Who would you rather it be against out of the two?

http://thenhbshow.com/exclusive-nhb-show-news/fedor-i-will-fight-on-april-11th.html


----------



## 70seven (Mar 5, 2007)

I think Jeff Monson has a better chance at beating Fedor so a match with Monson would be better for the fans. But with these two names I cant see the fans stopping with the "Fedor has to fight top 10 fighters to keep his #1 spot".


----------



## Fedor>all (Oct 22, 2006)

Rizzo doesn't stand a chance.

Monson/Fedor would be much more competitive, but I'd still see Fedor kicking his ass pretty badly.


----------



## kds13 (Nov 27, 2006)

70seven said:


> I think Jeff Monson has a better chance at beating Fedor so a match with Monson would be better for the fans. But with these two names I cant see the fans stopping with the "Fedor has to fight top 10 fighters to keep his #1 spot".


I dunno, I think Monson and Rizzo are both solid fighters. If people don't respect them and continue to bash Fedor, they're retarded.


----------



## Fedor>all (Oct 22, 2006)

kds13 said:


> I dunno, I think Monson and Rizzo are both solid fighters. If people don't respect them and continue to bash Fedor, they're retarded.


I think Rizzo used to be a solid fighter. Great leg kicks and respectable striking. But looked at what happened when he faced Kharitonov, he was obliterated. I think Fedor has faced better strikers and come out on-top.

Monson presents a major grappling challenge to Fedor, which is why I'd really be interested in seeing that fight.


----------



## wukkadb (Jan 1, 2007)

Fedor said:


> Thank you for your supporting me. I will try to do my best so you will be happy with what I do in my career with my fights. I will try to win more often. I’ll be back in April and will see you all very soon.


What a stud


----------



## Curly (Aug 20, 2007)

Until Fedor starts fighting top fighters I'm not interested. Imagine that, Fedor only fighting those his managers know he can beat and we still hold him up as the god of mma.


----------



## PrideFan123 (Apr 8, 2007)

He only needs 2-3 minutes of footage to develop a gameplan for an opponent... Fedor is just bragging now.


----------



## Bonnar426 (Jul 18, 2006)

Fedor>all said:


> I think Rizzo used to be a solid fighter. Great leg kicks and respectable striking. But looked at what happened when he faced Kharitonov, he was obliterated. I think Fedor has faced better strikers and come out on-top.
> 
> Monson presents a major grappling challenge to Fedor, which is why I'd really be interested in seeing that fight.

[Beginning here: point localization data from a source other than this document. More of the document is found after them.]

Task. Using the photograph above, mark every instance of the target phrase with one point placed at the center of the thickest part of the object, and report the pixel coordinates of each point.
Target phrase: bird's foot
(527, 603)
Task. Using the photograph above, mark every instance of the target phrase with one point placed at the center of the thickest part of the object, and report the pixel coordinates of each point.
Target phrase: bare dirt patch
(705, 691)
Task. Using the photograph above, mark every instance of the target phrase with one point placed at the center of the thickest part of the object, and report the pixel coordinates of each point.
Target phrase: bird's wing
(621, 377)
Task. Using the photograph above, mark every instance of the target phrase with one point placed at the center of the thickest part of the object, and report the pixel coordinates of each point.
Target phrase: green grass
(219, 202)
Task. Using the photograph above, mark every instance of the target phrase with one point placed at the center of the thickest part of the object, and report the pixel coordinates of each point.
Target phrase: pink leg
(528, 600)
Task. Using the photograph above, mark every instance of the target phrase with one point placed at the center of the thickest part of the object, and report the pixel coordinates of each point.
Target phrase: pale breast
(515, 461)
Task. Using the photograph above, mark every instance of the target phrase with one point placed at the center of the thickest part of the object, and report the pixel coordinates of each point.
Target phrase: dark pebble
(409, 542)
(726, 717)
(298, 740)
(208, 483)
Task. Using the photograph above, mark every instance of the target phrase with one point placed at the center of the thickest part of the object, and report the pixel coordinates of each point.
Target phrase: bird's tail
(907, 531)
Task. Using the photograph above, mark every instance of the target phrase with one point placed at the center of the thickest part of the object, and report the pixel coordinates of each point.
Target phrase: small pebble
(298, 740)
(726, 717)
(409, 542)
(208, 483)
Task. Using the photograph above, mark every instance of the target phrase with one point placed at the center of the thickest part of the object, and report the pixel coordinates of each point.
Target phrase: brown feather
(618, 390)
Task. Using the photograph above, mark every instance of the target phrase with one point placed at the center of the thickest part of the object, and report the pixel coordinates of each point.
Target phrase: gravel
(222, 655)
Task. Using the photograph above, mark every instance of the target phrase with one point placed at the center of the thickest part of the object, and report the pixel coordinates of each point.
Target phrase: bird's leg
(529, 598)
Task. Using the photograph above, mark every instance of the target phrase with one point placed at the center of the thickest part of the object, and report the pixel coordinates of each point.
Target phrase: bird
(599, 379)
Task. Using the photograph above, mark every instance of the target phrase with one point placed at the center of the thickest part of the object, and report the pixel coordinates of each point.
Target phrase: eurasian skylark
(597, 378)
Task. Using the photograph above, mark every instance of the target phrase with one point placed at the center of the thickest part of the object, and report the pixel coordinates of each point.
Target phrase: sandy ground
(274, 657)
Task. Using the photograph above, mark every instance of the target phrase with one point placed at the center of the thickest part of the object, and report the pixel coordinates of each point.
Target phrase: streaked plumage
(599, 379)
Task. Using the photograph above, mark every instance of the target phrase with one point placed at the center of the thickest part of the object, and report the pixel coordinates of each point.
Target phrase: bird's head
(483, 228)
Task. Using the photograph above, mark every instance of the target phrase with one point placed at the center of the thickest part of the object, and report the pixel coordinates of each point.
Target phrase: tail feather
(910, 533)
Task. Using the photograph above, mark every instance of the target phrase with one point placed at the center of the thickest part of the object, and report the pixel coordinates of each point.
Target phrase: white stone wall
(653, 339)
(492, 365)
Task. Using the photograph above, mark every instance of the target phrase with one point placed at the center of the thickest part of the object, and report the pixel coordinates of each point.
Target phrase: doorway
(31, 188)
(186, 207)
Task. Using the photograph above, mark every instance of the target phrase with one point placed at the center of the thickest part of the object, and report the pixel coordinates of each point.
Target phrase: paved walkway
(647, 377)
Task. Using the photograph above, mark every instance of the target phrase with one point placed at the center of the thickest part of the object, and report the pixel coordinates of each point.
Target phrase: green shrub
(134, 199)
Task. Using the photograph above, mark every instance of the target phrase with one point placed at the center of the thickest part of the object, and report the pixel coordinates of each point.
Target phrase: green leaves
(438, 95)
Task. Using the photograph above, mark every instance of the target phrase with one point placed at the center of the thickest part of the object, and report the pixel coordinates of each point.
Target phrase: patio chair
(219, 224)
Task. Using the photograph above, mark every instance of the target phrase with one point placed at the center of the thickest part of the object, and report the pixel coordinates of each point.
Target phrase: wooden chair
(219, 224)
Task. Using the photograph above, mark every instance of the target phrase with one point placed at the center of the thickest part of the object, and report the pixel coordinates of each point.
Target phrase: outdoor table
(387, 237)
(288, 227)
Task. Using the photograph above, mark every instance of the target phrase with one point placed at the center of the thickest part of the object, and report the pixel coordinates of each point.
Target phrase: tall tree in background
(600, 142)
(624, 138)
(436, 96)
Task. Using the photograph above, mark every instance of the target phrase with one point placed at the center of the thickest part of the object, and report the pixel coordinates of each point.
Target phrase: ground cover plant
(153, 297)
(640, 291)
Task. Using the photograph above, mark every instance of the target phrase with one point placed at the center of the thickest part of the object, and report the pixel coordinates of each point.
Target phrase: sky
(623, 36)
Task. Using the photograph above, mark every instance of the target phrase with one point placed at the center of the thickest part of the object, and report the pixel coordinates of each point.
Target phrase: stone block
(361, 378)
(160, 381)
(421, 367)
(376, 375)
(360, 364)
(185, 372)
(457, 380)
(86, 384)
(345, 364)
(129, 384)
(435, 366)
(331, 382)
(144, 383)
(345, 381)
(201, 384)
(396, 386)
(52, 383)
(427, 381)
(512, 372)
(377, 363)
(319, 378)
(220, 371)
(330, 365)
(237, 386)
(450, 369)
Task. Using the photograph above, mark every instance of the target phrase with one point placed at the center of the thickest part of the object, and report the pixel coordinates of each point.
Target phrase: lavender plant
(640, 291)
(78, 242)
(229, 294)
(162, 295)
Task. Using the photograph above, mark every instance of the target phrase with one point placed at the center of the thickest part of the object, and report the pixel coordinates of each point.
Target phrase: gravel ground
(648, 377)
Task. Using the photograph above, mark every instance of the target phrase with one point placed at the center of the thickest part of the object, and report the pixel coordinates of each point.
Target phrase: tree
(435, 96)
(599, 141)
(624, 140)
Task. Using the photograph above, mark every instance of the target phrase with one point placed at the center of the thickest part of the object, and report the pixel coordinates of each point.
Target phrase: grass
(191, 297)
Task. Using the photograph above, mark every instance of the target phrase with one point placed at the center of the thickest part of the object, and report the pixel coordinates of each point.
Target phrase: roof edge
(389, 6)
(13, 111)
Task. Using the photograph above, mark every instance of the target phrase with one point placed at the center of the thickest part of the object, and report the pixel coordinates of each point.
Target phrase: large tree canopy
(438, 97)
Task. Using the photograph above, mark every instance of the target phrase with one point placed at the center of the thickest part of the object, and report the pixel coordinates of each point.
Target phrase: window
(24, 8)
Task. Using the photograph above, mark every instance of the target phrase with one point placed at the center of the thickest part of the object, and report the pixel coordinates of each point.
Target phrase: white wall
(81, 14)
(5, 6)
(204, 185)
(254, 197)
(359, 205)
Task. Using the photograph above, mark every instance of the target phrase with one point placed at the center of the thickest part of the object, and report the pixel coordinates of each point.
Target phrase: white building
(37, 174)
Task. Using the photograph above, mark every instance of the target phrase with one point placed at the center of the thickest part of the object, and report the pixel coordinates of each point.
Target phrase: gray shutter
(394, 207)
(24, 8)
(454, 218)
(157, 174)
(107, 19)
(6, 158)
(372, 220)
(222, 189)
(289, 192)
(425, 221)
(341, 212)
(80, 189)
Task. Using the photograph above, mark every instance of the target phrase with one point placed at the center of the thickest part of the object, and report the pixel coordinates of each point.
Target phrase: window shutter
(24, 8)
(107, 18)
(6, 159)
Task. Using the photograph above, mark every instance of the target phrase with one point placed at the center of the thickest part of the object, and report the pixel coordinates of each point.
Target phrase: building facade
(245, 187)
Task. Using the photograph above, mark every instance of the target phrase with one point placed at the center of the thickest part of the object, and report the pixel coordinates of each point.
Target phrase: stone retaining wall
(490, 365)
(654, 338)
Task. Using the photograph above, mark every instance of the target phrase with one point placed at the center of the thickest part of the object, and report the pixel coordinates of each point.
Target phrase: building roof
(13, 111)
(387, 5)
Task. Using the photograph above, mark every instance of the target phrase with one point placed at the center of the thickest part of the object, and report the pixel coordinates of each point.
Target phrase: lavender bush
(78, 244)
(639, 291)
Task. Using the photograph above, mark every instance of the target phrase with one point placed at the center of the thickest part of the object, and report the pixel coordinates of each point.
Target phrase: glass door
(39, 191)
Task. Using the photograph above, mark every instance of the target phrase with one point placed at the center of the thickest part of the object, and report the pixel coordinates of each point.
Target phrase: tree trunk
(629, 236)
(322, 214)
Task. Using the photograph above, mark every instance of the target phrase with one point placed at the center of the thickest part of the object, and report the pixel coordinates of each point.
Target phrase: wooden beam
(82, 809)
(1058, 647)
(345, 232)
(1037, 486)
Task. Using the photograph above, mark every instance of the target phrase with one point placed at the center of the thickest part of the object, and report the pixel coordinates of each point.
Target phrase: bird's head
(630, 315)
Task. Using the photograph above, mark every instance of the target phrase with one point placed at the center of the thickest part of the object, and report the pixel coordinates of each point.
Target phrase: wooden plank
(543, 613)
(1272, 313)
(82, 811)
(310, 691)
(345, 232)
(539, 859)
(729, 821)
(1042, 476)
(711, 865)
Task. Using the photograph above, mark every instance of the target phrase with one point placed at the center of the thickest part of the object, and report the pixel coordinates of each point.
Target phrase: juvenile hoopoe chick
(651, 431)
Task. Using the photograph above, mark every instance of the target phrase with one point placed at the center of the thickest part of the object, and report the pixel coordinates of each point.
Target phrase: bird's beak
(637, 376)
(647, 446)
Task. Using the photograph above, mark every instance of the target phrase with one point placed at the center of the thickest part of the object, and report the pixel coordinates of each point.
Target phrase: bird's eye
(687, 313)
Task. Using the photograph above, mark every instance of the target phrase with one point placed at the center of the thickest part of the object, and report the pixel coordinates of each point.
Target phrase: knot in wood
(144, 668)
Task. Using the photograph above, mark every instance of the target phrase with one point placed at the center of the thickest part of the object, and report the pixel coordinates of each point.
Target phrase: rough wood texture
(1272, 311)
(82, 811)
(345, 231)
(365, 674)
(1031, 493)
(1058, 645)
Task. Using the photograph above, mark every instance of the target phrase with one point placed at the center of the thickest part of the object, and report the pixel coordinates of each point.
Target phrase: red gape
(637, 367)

You seem to be forgetting that Monson got his ass kicked by Pedro just recently. If he couldn't handle Rizzo, who you claim to be past his prime, then how is he going to stand up against Fedor?:confused02:


----------



## Fedor>all (Oct 22, 2006)

Bonnar426 said:


> You seem to be forgetting that Monson got his ass kicked by Pedro just recently. If he couldn't handle Rizzo, who you claim to be past his prime, then how is he going to stand up against Fedor?:confused02:


Monson was doing quite well in the stand-up against Rizzo. I'm saying Monson has a better chance than Pedro because he's so dangerous on the ground, and has a more well-rounded game. Monson should have taken Pedro to the ground, but he got caught. 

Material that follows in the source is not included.